J.J.M. (Jos) Som (Didam, 12 October 1951) is a Dutch politician of the Christian Democratic Appeal (CDA).

Originally a teacher, he became an alderman and deputy Mayor of Didam. From 1994 until 1999 he was mayor of Gulpen, and from 1997 he was also acting mayor for the neighbouring municipality of Wittem. On 1 January 1999 these municipalities fused into the new municipality of Gulpen-Wittem, of which he was mayor until the end of 2000. On 16 December 2000 he became mayor of Kerkrade, succeeding Thijs Wöltgens. He was reaffirmed in 2006 and 2012. In 2018 he became acting mayor until he was succeeded by Petra Dassen-Housen.

== Incidents ==
In 2013 he got into the public view due to visiting a French vacation home of project developer Piet van Pol in 2003, who also developed the city centre of Kerkrade.
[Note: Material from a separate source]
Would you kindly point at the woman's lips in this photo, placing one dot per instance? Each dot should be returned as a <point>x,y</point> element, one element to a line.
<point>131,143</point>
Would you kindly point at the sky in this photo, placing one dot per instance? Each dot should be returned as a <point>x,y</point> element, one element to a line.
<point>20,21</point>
Piet van Pol came into question earlier due to taking bribes from Roermond alderman Jos van Rey. Som states that he was on a local camping when a friend asked him to come to the vacation home. He did not know van Pol personally.

== Honours ==
- 2003 - Sjwatse Kater, a prize for special efforts for Kerkrade
- 2007 - Knight's Cross of the Order of Merit of the Federal Republic of Germany (Verdienstkreuz am Bande), for his efforts in international cooperation between Germany and The Netherlands.